Anthony Buckeridge is very clever at reconciling his readers to the idea there are tough times to be weathered along the way, but that virtue plays out well in the long run. Jennings (under all the chaos) is a very honourable sort of boy. It’s a very reassuring book—for both children and adults—and highly entertaining.
Decline and Fall by Evelyn Waugh
Paul Pennyfeather, a chaste and blameless undergraduate at Scone college, is sent down from Oxford after the drunken antics of some of his upper-class college contemporaries are laid at his door. Forced to earn a living, he is engaged as an assistant master at Llanabba Castle, an obscure private school in Wales. Waugh frequently pointed out that teaching was the default position for many of those sent down without a degree or, like himself, with a very poor one and with debts to settle.
It is a brilliantly funny book, but also anarchic and savage.
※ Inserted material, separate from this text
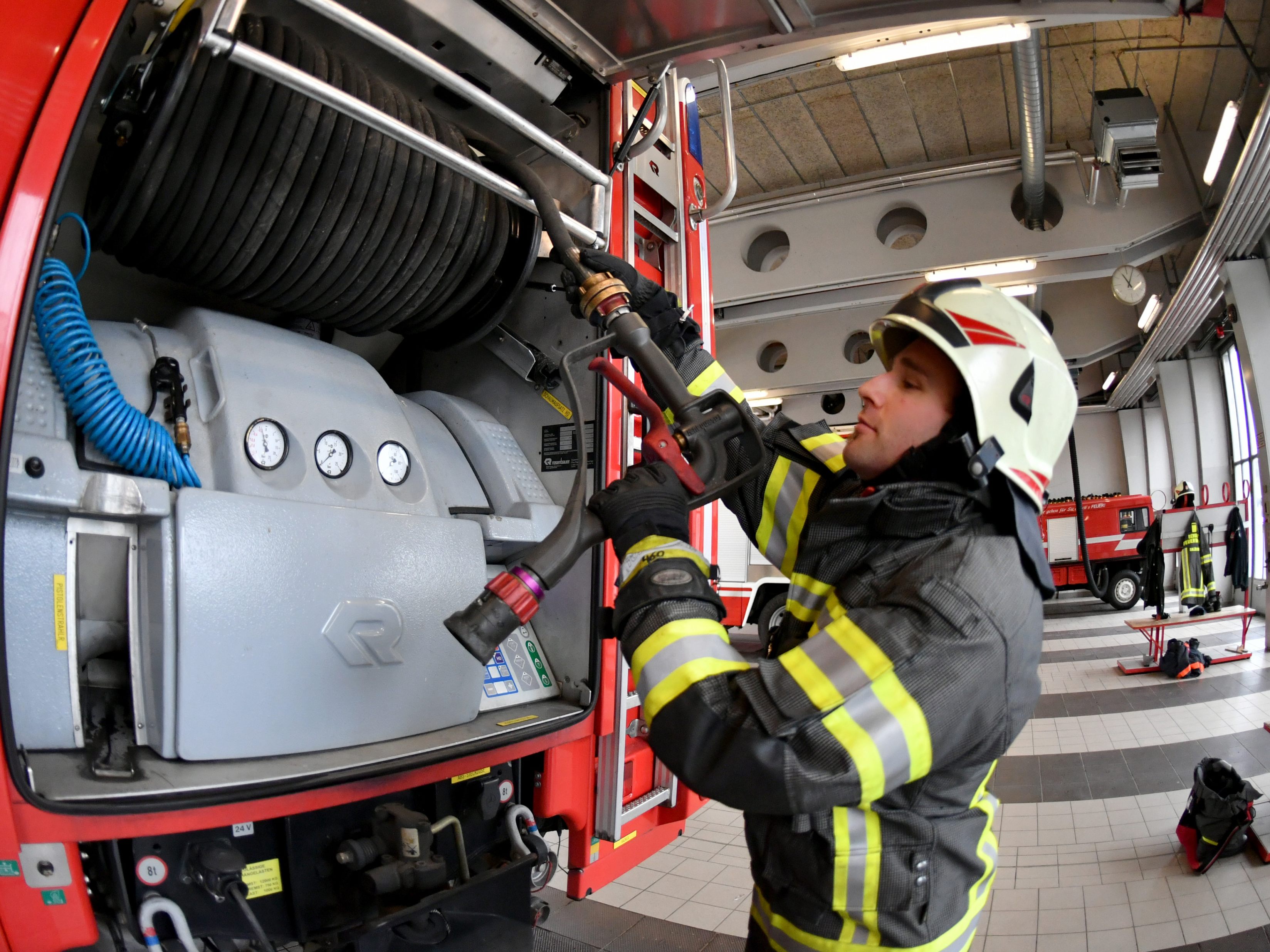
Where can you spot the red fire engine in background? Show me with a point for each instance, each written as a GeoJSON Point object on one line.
{"type": "Point", "coordinates": [51, 57]}
{"type": "Point", "coordinates": [1114, 526]}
Dr Fagan, the Headmaster, is enthusiastic but witless. Captain Grimes is an unrepentant paedophile, whose response to being “in the soup” is to announce his betrothal to the Headmaster’s middle-aged daughter. Mr Prendergast, sober, is gentle and melancholy. In his cups, he shoots one boy in the foot and beats 22 others. Forget redemption—no chance of that here—but it sparkles with hilarity and malice.
To Serve Them All My Days by R F Delderfield
David Powlett-Jones was 18 years of age in 1914. A miner’s son, who had seen his father and brothers sacrificed to industrial greed, he still volunteered for King and country, and did well, becoming an officer before being wounded and sent home in 1917 with a Military Cross.
That’s the background to the book—the story of a young man who finds his spirit for life, which he had believed dead, rekindled in his life as an assistant master at a minor public school in the west country. He quickly emerges as a formidable schoolmaster—upright and principled, but also headstrong. While the very embodiment of the school, he’s never quite defined by it. The General Strike of 1926 and the Depression of the early 1930s are as much a part of the backdrop of his life as the usual minutiae of school life. Thus, when he confronts the inevitable travails of school life (there’s one particularly nasty Headmaster with whom he locks horns) he can draw off a much wider frame of reference than many others—and the book is all the better for it.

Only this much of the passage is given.